Tuesday, October 13, 2020

6 practices for efficient Selenium Web Browser Automation

 

Given that Selenium is one of the most widely used frameworks for running automated tests on browsers, it is also one of the commonly discussed topics in testing circles. Selenium’s powerful open-source features and adoption across multiple browsers make it an exceptionally useful tool for browser automation.


Selenium allows the running of automated tests in multiple programming languages against browsers and devices by using a cloud Selenium Grid, similar to what BrowserStack provides. And since Selenium tests have become an indispensable part of the software testing pipeline, it makes sense to outline a few best practices.


This article will discuss five practices that contribute to efficient Selenium web browser automation, allowing thorough verification of websites within challenging timelines.

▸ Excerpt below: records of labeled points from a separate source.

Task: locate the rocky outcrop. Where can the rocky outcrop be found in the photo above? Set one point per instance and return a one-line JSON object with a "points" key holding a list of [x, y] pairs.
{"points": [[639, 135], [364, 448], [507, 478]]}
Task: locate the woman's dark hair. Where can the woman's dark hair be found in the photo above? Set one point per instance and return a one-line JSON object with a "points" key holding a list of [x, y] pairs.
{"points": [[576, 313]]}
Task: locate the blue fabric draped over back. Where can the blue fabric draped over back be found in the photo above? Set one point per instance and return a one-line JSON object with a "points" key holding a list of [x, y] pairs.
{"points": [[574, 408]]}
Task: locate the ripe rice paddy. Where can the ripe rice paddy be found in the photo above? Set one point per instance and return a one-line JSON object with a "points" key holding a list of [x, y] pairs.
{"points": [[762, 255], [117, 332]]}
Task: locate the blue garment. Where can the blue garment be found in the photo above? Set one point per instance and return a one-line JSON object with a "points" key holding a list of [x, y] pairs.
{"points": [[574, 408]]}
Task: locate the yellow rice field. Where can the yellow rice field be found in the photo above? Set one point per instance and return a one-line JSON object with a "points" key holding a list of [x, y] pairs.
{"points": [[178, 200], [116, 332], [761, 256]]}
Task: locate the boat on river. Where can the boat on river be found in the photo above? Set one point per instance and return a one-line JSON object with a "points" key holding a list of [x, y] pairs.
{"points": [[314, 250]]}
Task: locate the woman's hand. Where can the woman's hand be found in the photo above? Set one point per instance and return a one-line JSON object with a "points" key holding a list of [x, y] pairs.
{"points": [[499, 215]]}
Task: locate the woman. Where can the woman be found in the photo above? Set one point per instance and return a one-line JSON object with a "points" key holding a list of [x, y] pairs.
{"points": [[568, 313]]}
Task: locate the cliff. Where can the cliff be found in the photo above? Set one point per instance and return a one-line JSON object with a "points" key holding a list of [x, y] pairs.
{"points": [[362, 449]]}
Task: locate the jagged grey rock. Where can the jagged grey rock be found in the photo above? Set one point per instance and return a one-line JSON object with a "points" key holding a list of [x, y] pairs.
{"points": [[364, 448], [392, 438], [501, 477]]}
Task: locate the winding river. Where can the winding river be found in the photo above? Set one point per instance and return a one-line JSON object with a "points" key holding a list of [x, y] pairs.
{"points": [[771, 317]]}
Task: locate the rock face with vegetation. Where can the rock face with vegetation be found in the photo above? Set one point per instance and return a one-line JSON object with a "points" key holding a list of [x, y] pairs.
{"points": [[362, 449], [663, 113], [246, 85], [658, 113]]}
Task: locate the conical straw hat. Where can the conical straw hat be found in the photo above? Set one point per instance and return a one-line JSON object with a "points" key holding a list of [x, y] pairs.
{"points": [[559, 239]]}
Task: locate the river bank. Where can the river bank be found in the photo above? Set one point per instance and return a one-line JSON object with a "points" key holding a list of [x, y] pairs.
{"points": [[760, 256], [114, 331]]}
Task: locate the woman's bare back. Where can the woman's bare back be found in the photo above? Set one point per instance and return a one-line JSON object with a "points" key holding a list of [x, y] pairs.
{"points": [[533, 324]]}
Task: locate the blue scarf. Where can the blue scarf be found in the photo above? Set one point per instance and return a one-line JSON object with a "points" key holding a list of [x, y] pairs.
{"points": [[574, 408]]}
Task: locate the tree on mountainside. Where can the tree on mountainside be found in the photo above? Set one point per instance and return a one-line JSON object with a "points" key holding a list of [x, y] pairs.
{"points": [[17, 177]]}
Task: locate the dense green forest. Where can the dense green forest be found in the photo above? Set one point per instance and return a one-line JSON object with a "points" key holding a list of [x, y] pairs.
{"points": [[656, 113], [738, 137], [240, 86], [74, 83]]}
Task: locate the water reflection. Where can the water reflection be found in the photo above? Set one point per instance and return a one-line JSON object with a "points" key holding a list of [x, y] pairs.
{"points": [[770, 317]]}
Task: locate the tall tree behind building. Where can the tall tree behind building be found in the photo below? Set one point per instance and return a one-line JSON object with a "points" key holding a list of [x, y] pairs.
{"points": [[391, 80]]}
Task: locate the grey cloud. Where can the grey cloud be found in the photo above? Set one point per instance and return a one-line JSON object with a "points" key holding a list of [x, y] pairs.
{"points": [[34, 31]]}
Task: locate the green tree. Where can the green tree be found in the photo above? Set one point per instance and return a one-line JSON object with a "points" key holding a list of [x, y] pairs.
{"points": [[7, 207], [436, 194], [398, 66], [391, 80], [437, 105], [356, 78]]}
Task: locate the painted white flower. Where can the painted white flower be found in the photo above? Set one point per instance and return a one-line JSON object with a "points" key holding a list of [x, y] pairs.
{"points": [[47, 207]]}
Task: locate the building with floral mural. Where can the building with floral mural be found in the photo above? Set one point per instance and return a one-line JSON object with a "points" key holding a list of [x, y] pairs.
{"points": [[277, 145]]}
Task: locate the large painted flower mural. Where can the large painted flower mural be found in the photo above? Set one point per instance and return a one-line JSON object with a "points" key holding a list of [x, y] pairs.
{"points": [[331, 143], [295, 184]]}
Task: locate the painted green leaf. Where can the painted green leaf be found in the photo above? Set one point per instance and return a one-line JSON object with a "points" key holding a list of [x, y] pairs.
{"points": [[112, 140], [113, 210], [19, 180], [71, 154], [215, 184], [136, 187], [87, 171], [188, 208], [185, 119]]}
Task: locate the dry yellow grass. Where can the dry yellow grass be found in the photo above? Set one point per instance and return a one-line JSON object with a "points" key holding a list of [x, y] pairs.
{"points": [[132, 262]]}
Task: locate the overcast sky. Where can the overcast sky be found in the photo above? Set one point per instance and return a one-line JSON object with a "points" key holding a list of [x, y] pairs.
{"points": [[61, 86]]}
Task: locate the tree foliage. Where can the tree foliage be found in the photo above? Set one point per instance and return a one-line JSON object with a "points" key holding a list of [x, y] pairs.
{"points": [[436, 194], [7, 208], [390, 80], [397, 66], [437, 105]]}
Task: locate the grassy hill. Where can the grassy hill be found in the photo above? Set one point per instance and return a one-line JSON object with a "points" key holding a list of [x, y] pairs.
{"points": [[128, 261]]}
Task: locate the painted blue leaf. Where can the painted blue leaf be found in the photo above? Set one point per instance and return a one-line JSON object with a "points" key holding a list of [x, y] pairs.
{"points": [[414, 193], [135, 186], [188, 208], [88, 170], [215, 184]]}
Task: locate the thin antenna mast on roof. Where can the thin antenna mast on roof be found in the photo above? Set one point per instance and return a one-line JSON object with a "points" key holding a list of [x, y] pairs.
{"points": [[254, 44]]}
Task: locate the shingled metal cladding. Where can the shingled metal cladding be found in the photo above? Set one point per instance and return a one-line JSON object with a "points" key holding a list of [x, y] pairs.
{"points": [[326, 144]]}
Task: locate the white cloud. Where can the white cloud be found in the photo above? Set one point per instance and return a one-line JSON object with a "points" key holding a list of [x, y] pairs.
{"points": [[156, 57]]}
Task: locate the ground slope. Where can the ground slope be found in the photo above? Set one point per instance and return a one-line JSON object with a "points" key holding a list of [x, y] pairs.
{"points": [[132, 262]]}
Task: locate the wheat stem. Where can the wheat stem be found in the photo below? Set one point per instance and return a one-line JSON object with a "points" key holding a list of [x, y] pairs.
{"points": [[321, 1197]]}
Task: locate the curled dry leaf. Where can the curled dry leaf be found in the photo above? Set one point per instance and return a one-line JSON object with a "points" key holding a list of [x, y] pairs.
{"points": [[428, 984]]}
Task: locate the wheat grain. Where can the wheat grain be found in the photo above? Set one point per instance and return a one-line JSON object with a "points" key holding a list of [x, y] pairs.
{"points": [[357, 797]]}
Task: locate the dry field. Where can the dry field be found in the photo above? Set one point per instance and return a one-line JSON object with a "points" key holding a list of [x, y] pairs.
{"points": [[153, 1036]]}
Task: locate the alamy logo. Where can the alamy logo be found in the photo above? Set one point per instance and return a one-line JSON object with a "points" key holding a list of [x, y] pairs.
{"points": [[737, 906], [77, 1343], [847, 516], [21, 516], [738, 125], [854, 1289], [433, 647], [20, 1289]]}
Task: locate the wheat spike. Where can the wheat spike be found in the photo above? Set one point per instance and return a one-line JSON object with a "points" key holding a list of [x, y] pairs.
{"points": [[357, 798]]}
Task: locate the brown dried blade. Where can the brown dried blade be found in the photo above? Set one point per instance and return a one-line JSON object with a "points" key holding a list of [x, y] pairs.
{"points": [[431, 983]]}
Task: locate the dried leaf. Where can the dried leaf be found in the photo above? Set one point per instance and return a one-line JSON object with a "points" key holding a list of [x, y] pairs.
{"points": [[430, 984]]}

1. Correct Usage of Locators

The purpose of Selenium is to automate user actions, thus interacting with the browser in order to navigate, click, type, and run multiple operations to check objects within the DOM. Interacting with each web element on a website requires identifying those elements, using Locators in Selenium.


Selenium Locators are of numerous types:


Class

ID

Link Text

Tag Name

XPath

Selecting the right locator can make a test script flexible and offer a greater chance of success. Inversely a badly picked locator can result in a brittle test that breaks at the first sign of a UI change. Use unique Classes or IDs as locators, since it is unlikely that they will change without someone on the QA or dev team being informed. However, locators like link text can change quite often – for example, a dynamic button that appears only when a user is logged.


2. Use Data-Driven Testing

Data-Driven testing allows testers to use the same test and the same code for different input types and values. When combined with Selenium, it allows devs and QAs to insert modifications. Consequently, this can be used for system functional testing and browser compatibility testing.


Leverage Selenium’s proprietary test accelerator for automation in order to reduce the time required for each automation cycle to complete. Selenium also comes with more than 90 functional libraries for clients to use for the purpose of initiating the automation process.


3. Choose the Selector Order

Selectors like XPath and CSS are based on element locations. They operate slower when compared to locators like ID, Name, and Link Text. Name and ID are especially effective because they operate in a straightforward and direct way. CSS acts mostly as a combination of ID and Name. XPath, because of its complexity, should be used only as a last resort.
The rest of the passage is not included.